The effectiveness of 5-FU and eniluracil in inhibiting tumor growth has been demonstrated in several animal models, with evidence of complete tumor regression in models in which only modest antitumor effect had previously been seen.
Initial phase I clinical studies with eniluracil examined administration of the drug alone orally for 7 days at doses of 0.74, 3.7, or 18.5 mg/m² to determine both the initial clinical pharmacologic characteristics and the toxicity profile. Pharmacokinetic evaluation demonstrated a t½ of 4.5 hours for each of these doses. No changes were noted in the pharmacokinetics of eniluracil with repeated doses compared with single doses.
Of particular interest is the effect of these doses of eniluracil on DPD activity in the clinical setting. To assess DPD activity, peripheral blood mononuclear cells were examined using the methodology described above. Results demonstrated that DPD was rapidly and completely inactivated by eniluracil, and inhibition was maintained for more than 1 day at clinically used doses (Figure 6). Currently, phase II studies are ongoing or planned to evaluate the effectiveness of the coadministration of 5-FU and eniluracil in several different malignancies.

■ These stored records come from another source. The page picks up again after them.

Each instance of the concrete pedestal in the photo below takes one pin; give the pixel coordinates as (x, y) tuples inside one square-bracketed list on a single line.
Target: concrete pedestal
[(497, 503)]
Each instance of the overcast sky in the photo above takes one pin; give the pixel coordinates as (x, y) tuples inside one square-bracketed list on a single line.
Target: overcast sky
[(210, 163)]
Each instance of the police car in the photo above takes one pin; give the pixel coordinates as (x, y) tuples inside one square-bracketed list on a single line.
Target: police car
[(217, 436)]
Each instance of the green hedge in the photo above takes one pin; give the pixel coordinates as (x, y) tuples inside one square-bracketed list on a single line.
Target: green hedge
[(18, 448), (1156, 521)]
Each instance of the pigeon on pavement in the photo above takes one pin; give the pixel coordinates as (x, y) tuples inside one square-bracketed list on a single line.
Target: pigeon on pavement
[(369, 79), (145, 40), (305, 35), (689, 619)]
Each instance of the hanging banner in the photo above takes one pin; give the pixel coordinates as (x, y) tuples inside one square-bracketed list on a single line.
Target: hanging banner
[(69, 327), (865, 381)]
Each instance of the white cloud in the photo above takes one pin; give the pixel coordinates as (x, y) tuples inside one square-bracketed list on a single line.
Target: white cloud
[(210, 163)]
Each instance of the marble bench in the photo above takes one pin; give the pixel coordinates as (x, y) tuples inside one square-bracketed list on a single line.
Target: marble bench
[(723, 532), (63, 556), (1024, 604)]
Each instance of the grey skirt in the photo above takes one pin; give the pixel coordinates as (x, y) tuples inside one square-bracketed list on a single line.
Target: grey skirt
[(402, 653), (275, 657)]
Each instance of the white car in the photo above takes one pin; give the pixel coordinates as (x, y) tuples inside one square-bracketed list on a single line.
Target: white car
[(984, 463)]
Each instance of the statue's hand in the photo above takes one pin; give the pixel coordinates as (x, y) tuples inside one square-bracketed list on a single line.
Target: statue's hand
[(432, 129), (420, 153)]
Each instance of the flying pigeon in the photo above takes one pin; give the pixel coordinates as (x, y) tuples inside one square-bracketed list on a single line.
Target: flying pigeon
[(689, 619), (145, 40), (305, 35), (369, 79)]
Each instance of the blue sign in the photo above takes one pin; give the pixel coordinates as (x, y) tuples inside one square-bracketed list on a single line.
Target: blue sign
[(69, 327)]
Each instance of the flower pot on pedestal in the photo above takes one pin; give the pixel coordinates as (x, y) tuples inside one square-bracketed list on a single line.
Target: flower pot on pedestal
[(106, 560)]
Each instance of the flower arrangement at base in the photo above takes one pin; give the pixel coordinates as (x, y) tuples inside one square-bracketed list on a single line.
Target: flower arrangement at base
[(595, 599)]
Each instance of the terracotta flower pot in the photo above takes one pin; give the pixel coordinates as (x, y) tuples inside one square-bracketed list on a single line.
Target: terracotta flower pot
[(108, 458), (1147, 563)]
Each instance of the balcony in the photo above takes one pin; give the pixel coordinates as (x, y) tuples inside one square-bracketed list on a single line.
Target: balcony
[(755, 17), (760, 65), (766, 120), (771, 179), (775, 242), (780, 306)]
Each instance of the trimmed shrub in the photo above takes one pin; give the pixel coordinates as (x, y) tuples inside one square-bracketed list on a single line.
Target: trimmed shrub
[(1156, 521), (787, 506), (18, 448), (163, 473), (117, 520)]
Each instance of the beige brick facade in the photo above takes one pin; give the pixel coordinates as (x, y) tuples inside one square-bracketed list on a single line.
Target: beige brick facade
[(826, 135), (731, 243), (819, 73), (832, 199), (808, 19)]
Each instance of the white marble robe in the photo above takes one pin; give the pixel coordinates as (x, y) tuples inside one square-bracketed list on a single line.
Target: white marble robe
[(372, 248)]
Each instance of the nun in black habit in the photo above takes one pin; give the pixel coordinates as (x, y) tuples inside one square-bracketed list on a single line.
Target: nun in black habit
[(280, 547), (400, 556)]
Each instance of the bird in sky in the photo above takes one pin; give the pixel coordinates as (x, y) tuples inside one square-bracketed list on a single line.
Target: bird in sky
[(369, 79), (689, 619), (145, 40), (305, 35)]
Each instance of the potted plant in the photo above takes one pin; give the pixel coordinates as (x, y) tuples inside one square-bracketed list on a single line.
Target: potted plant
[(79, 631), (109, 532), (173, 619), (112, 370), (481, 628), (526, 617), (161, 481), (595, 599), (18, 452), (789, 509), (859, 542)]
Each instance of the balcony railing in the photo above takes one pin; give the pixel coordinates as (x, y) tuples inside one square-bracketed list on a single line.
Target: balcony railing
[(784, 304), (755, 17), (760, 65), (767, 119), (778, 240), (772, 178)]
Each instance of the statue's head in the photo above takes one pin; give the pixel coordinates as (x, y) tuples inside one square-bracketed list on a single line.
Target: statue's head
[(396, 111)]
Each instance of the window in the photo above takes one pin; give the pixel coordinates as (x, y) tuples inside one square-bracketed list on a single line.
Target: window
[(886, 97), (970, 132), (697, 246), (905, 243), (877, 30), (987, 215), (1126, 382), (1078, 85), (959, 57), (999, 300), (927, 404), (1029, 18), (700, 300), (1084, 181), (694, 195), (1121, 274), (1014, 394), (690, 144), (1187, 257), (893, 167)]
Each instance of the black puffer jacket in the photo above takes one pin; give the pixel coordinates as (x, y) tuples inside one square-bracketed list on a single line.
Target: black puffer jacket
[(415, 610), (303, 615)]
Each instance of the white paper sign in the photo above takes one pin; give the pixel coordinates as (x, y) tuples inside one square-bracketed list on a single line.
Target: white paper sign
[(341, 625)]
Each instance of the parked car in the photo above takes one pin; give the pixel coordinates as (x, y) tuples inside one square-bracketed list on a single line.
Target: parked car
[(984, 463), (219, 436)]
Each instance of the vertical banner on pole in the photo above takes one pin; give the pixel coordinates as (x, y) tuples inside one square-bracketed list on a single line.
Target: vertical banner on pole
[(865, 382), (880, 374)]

Improved efficacy of chemotherapy may result from eliminating 5-FU degradation by tumor DPD, making DPD inactivation appealing as a therapeutic goal. Studies are under way to evaluate whether eniluracil can produce this effect in clinical studies. One concern, however, is the length of time DPD remains inhibited in normal host tissues, and clinical studies are currently planned to evaluate this potential toxicity.
In summary, DPD activity is a critical step in pyrimidine metabolism and is responsible for much of the variability in pharmacokinetics, oral bioavailability, toxicity, and efficacy following administration of 5-FU. Modulation of DPD activity through relative DPD inhibition should result in less variation in 5-FU pharmacokinetics and bioavailability and potentially may improve the drugs therapeutic effectiveness both by making toxicity (after 5-FU dosing) more predictable and by overcoming the high levels of DPD activity in tumors where elevated DPD is a mechanism of tumor resistance. The recent availability of DPD modulators such as UFT, S-1, BOF-A2, and eniluracil offer the potential to decrease the variability due to DPD and produce an improved fluoropyrimidine therapeutic effect. The type of DPD modulation and relative degree of inhibition of DPD varies with each drug. These differences may in turn account for differences in efficacy and toxicity. Further investigation, including comparative studies, is needed to clarify these differences.